At 4:32 a.m. on May 11, 2001, my mother passed from this world into the next. It was a Friday that year, too. There has not been a day since that I have not missed her. I am fortunate to be surrounded by some of her things, and I’m grateful to have her lingering energy in my presence.
Yesterday I was in my backyard and found one single ripe blackberry – weeks before it should be ripe. Mama always made a point of picking blackberries for me when I would visit in the summer, because she knew how much I loved them. I picked it by stepping over the wild violets that sprang up in my backyard the first year I lived here and have flourished – wild violets like my mother loved, and transplanted underneath the big maple tree in her yard.

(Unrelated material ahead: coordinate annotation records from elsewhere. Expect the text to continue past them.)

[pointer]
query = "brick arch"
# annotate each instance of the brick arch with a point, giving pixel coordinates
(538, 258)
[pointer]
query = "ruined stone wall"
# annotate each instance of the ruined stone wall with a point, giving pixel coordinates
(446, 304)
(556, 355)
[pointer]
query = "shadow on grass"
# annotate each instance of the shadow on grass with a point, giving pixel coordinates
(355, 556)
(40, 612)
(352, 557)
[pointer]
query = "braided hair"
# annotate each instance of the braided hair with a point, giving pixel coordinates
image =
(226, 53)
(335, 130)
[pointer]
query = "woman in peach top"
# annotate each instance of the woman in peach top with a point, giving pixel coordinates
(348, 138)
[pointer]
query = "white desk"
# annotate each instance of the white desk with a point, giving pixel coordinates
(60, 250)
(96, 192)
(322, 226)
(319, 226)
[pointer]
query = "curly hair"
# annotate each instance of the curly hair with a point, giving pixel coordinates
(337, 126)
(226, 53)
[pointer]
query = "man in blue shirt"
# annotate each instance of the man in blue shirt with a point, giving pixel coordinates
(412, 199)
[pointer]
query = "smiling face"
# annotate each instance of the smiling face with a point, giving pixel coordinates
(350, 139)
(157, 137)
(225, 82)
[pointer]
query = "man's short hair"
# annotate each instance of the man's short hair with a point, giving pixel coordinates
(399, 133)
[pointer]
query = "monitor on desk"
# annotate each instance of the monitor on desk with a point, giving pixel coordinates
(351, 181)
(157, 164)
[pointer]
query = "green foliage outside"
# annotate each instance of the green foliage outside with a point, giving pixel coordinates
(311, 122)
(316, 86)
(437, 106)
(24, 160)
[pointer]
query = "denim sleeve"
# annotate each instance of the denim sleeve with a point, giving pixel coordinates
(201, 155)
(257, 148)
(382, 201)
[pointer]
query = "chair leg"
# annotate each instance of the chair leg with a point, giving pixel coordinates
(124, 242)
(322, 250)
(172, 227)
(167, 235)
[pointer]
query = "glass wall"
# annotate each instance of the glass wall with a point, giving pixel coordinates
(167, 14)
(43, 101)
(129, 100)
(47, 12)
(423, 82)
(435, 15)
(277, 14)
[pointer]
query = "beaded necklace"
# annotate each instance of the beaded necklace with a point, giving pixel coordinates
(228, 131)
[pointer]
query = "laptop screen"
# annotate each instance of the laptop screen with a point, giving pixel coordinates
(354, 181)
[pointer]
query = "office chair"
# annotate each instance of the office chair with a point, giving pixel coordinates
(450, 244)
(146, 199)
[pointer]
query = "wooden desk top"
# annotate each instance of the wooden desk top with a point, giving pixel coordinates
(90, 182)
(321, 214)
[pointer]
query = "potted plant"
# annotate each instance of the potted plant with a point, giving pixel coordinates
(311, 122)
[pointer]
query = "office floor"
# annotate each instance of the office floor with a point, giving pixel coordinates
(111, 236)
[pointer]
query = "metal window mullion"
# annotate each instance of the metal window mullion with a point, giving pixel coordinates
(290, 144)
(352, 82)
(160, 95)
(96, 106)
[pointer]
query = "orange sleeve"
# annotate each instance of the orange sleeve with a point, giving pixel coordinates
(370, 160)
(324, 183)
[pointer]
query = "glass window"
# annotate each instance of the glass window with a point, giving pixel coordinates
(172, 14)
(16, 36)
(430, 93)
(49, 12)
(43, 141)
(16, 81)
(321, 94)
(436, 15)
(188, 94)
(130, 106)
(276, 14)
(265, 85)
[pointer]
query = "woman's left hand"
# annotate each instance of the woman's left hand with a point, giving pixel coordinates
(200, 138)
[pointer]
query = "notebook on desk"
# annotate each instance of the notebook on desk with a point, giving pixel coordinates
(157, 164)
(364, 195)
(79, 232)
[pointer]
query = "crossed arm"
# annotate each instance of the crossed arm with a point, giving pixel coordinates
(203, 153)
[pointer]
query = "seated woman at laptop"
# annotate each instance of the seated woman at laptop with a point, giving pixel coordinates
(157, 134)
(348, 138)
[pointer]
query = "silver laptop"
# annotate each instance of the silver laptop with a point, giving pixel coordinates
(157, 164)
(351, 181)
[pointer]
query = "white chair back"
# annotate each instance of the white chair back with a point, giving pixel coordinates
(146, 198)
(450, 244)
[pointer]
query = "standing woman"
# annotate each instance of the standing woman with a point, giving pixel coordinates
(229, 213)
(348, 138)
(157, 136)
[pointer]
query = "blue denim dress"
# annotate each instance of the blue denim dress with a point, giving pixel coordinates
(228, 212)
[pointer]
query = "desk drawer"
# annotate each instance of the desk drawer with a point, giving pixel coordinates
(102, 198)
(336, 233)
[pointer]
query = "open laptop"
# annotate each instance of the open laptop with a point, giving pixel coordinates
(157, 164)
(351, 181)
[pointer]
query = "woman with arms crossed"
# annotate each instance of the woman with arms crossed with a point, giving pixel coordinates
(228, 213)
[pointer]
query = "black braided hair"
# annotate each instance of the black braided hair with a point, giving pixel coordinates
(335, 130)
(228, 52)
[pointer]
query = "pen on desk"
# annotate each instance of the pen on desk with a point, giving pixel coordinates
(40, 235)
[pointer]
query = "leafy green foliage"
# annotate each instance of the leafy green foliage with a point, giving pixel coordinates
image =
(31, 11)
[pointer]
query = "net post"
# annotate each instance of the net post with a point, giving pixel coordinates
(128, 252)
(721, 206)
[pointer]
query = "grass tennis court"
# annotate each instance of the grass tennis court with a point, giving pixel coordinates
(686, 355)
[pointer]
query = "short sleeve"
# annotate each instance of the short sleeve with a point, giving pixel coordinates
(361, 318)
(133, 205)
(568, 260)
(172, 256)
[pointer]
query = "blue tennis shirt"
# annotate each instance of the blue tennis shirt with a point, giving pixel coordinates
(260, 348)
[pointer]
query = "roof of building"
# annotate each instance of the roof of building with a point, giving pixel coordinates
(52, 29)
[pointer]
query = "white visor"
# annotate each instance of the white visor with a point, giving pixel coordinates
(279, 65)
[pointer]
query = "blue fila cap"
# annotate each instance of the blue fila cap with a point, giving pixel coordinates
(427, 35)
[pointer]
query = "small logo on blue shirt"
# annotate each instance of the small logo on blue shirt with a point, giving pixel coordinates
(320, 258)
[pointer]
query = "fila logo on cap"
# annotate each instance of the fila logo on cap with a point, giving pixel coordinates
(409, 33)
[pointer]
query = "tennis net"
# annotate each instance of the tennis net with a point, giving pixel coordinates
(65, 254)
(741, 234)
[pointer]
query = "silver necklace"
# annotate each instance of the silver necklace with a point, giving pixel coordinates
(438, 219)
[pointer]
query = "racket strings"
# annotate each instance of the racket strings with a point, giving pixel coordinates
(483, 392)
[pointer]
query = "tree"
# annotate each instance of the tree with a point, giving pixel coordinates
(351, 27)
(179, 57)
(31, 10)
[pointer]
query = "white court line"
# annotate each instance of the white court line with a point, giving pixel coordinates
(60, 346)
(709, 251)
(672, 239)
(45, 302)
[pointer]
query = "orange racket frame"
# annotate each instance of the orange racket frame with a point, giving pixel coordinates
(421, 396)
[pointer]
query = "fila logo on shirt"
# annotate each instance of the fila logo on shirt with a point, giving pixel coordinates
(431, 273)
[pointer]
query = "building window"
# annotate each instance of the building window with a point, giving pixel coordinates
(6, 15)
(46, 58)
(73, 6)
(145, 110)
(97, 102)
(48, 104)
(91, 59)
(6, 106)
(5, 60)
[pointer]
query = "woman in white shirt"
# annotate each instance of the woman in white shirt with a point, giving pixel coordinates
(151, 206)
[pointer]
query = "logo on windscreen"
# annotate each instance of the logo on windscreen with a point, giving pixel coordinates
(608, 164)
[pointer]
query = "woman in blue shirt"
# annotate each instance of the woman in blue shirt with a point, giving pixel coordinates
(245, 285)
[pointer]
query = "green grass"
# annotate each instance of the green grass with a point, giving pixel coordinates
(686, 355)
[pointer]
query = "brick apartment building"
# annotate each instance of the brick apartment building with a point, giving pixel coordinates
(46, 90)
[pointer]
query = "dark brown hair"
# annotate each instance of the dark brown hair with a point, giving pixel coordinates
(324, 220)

Later in the day I went to a local market and for the first time happened to notice they carry the coconut candy my mother enjoyed. Mama loved coconut – coconut candy, coconut pie, coconut bon bons Sears sold from glass cases when I was young, and fresh coconut when she could get it. Maybe at this time of year in particular I’m just more aware of these reminders, or maybe at this time of year they’re just more plentiful. Regardless, I’m thankful for them. I think of her every day without any reminders, but they’re nice nonetheless.
Mama did her best to raise me well, but it was not a task she sought. I was one of those accidental pregnancies, more than two decades after her other children were born. She already had grandchildren when she found out she was pregnant with me – not a situation many people seek. I was incredibly lucky to have the benefit of her wisdom that had been gained with age.
I always felt my presence was a burden to her. Who knows how her life might have been different if I hadn’t been born. Life offers so many twists and turns. We can’t possibly foresee how things will turn out, and how they might have been different but for one small choice.
During the second world war, when my brothers were small, my parents moved to Detroit. Although they lived there only a few years, when Mama spoke of it I could tell it was a good time in her life. What prompted them to go in the first place? Or leave? I don’t have all those answers. Their lives would have certainly been different if they’d continued living there. I might not be here. We just never know those things.
We all make a million decisions – large and small – in our lives, that have far-reaching effects. And we are all mysteries, even to those who love us.